SELECT WORKS LIMITED - Analysis Report
Risk Rating: MEDIUM
The company has shown a material improvement in net assets from a negative £7,574 in 2022 to a positive £3,124 in 2023, indicating a recovery. However, liabilities after one year remain significant (£12,104) compared to fixed assets (£13,812), and current liabilities are close to current assets, pointing to tight liquidity.Key Concerns:
- Liquidity Tightness: Current assets (£53,822) only marginally exceed current liabilities (£52,406), resulting in net current assets of just £1,416. This thin margin suggests limited buffer to meet short-term obligations comfortably.
- Long-Term Liabilities: Substantial creditors due after more than one year (£12,104) pose a solvency risk if cash flows do not improve or if refinancing is not available.

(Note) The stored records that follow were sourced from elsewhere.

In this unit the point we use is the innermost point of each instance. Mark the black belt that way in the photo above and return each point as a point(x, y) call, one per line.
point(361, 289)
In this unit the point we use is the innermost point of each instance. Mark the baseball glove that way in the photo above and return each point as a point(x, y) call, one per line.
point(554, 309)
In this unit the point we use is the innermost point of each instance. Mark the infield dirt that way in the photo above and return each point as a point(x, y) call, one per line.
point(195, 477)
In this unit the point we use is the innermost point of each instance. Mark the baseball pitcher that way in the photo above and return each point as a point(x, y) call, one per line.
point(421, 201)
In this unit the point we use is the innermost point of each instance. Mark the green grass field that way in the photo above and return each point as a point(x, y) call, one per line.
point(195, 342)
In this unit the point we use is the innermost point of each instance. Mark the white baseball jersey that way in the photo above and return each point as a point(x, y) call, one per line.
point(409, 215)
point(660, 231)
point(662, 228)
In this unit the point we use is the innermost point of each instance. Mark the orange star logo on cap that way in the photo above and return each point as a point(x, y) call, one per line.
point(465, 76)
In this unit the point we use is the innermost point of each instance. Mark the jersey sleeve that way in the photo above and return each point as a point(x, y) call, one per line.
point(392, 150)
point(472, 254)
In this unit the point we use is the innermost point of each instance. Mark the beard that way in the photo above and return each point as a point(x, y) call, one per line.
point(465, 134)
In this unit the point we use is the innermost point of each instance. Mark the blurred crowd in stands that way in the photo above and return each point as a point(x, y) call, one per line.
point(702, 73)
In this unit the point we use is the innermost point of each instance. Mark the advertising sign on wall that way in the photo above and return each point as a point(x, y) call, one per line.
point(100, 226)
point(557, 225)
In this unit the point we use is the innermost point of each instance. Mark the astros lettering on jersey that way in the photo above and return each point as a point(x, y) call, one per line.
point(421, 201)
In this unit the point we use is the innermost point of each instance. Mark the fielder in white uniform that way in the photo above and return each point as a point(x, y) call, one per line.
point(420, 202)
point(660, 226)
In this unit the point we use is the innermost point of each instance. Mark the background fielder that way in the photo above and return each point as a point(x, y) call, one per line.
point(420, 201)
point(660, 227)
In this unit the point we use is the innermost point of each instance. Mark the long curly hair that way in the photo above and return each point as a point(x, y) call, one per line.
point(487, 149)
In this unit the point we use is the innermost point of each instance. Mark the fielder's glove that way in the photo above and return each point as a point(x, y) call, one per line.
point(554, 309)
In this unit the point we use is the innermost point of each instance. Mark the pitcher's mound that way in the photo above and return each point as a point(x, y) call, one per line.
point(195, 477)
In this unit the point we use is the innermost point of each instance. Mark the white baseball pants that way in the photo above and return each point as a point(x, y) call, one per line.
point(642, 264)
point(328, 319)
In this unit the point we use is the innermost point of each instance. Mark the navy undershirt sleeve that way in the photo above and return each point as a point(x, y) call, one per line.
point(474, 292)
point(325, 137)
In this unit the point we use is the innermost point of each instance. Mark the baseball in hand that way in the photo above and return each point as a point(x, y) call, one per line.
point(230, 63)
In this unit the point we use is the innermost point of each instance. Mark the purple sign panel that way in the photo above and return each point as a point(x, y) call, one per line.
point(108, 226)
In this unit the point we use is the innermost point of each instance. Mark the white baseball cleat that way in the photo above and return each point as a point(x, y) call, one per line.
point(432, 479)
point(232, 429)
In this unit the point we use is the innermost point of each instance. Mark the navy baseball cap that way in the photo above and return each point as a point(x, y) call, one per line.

- Negative Historical Equity: The company carried negative shareholders’ funds (-£7,574) in 2022 and 2021, indicating prior losses and potential historic insolvency concerns that may affect creditworthiness and investor confidence.
- Positive Indicators:
- Improved Net Assets: The turnaround to positive shareholders’ funds in 2023 signals progress in financial health.
- No Filing Overdues: Accounts and confirmation statements are up to date, reflecting regulatory compliance and governance discipline.
- Stable Management: The sole director and 75-100% owner remains consistent, reducing risks associated with governance disruption.
- Due Diligence Notes:
- Review detailed cash flow statements and profit and loss information (not filed under micro entity exemptions) to better understand operational cash generation and profitability trends.
- Assess the nature and terms of long-term creditors to evaluate refinancing risk and covenant compliance.
- Investigate the causes and implications of historic negative equity, including any contingent liabilities or off-balance-sheet exposures.
- Confirm operational sustainability in the construction sector under SIC 42990, including client base stability and contract pipeline.